This country is known among travelers as an expensive one. My budget didn’t change from Nicaragua, one of the cheapest. Expensive and tempting options are available where they usually are not in other countries, yes, but you don’t have to spend your money. You don’t have to do that zip lining, hire the private van, stay in expensive places. Cheap to free options are always available.


A hippy town that sometimes gets some surfing swells. Visit the waterfalls. Jump into the top two! Love the local monkeys, especially when the howlers wake you up at 5:30 in the morning.


A cloud forest park. Yep, there’s clouds, trees, ferns, and the occasional weird bird. I didn’t get to take part as I had a motorcycle, but one can travel to nearby La Fortuna by taking a shortcut in a 4×4 to the lake, a boat across, then another 4×4 to town. There isn’t much of a road, this way, hence the 4×4’s.


La Fortuna

At the base of a volcano and near a big lake, this place is more hype than value, but you can still have a good time for little. You’re not allowed to approach the volcano but you can hike some set trails in the national park, going through the not-so-old enormous lava flow paths. There are many costly waterfalls, swimming holes, and thermal pools nearby, and just a few free ones.


Tranquillo to the point of being a bit boring, fill the day by exploring the small free park and laying on its beach. Really, there’s better, and it’s next. I never went to Puerto Viejo, just 15 km down the road, but, from what I know of it, Cahuita would be a welcome respite for a day.

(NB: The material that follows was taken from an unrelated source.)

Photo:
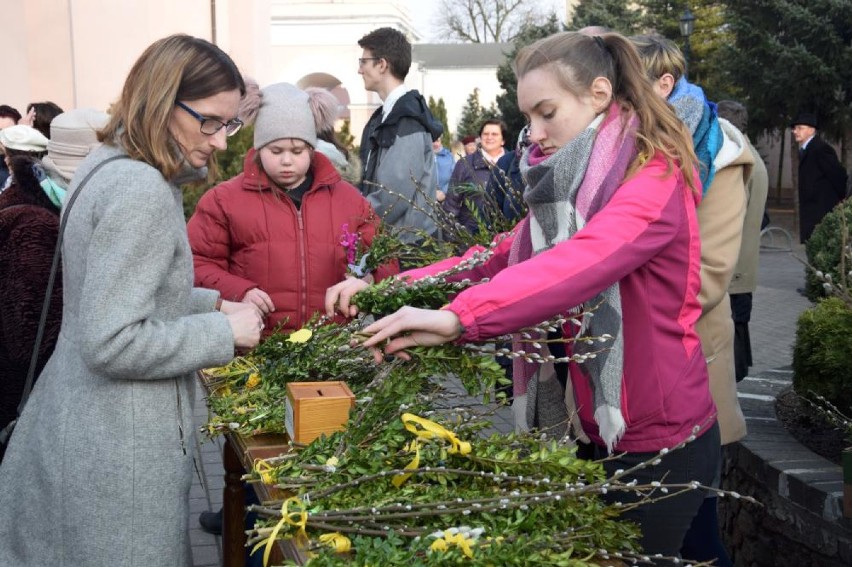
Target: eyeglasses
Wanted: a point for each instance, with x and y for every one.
(210, 126)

The best place in Costa Rica. I had planned on staying for 2 days, ended up staying for 32. Sleep at the Flutterby House. Rent a surfboard for the next day, get some groceries in the nearby village (there isn’t much, where you’re staying), make some dinner, and get to bed as you’ve got a big day ahead. Get up early and surf by yourself as the sun rises on the easy beach breaks. Make yourself a big breakfast because you’ve earned it. Nap in the morning heat, on the beach in one of the many hammocks. Head off to Cascada Verde when you get too hot. It’s a bit over an hour walk, so taxi or borrow a bicycle. You can slide down the main falls like a waterslide. Try not to think about it too much. Get some lunch on your way back to the beach, as it’s time to try the waves again. You have the surfboard all day, anyway. You’re exhausted, so paddle out past the foamy surf one last time and just chill; watch the sun set as you bob in the ocean. Get back to the hostel, make dinner in the bustling communal kitchen, and remember that you can’t cook in a group without a few drinks. If there is little moon, have another few drinks then gather a few adverturesomes to dip in the sea, as it is often spectacularly bioluminescent. Try not to sleep in your salty wet bathing suit. Repeat.

Parque Nacional Corcovado

“The most biologically intense place on Earth in terms of biodiversity” — National Geographic

Stay outside of the closest town, Puerto Jimenez, at Bello Horizonte Jungle Hostel. Book and pay for your stay in the park the day before, I recommend 3 days, more if you can carry in (and out!) enough food and are up to the challenge. Here’s an edited transcript of a story I was telling someone.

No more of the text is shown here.